At the topline level, four matters are of particular relevance to BRIN. Among the set of biotechnology questions, one (p. 165 and table QB19.10) asked whether religious leaders were doing a good job for society in saying what is right or wrong about developments in the biotechnology field.

In the UK 25% thought they were doing a good job (somewhat below the EU average of 31%), 47% a bad job (EU average 46%), with 28% uncertain (EU average 23%). In both the UK and the EU religious leaders scored the lowest ratings of ten groups for benefiting society with regard to biotechnology.

The other three questions were intended to provide religious background for analysing the biotechnology set. 37% of UK citizens claimed to believe in God (p. 204 and table QB32), well below the EU average of 51% and way behind Malta and Turkey (94%) and Romania (92%).

Additionally, 33% in the UK believed in some sort or spirit or life force, while 25% disbelieved in any kind of God, spirit or life force (against 20% in the EU as a whole), and 5% did not know what to think. Disbelievers were up by 5% from the last Eurobarometer survey to cover this issue, in January-February 2005.

Only 11 of the other 31 countries had a lower proportion of believers in God than the UK: Bulgaria (36%), Finland (33%), Slovenia (32%), Iceland (31%), Denmark and The Netherlands (28%), France (27%), Norway (22%), Sweden and Estonia (18%), and the Czech Republic (16%).   

On religious affiliation (table QB33), 6% in the UK said that they were atheists and a further 24% non-believers or agnostics. 14% were Catholics, 44% other Christians, 5% non-Christians, 2% from other religions, and 5% did not know what their religion was.

At 30%, those with no religion (including atheists) in the UK had increased by 5% since the question had last been put in May-June 2009. The EU average was 8% lower, at 22%. Just six countries had more irreligious than the UK (Czech Republic, the former East Germany, France, The Netherlands, Norway and Sweden).

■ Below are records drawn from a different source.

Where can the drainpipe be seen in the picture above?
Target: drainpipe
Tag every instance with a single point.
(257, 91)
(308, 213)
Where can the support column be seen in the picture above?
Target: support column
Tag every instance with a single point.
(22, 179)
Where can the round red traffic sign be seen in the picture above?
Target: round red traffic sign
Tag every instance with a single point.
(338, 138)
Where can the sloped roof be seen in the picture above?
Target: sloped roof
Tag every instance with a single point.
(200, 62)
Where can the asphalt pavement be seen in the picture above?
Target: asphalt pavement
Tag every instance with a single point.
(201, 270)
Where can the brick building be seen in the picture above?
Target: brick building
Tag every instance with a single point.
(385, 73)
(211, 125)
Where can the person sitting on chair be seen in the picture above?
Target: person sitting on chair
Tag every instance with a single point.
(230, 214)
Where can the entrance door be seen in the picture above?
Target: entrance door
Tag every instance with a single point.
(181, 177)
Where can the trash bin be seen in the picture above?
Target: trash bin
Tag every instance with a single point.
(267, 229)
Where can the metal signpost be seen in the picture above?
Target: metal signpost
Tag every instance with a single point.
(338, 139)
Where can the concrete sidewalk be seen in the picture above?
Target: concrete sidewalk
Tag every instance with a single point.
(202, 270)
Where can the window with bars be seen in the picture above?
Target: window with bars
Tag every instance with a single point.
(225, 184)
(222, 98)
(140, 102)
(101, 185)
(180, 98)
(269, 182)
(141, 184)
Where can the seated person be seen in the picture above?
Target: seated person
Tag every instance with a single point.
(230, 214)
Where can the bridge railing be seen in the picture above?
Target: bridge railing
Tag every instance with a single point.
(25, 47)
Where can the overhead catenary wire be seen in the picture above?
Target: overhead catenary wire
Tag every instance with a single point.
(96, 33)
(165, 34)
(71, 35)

As for attendance at religious services (table QB34), apart from weddings or funerals, 12% of UK adults claimed to go once a week or more, 6% once a month, 5% every two or three months, 7% on special holy days only, 9% once a year, 14% less often, and 46% never.

The UK figures were little changed from when the European Commission last posed the question, in September-October 2006. But the proportion never attending religious services in the UK today is 17% higher than the EU average. Only the Czech Republic, the former East Germany, and France have more non-worshippers.  

The report is available at:

A four-page fact-sheet on the UK results is at:

The dataset for the survey is deposited with the Economic and Social Data Service as SN 6518 (Eurobarometer 73.1). This would obviously support analysis of the answers to all the many specialized biotechnology questions by the three religious variables.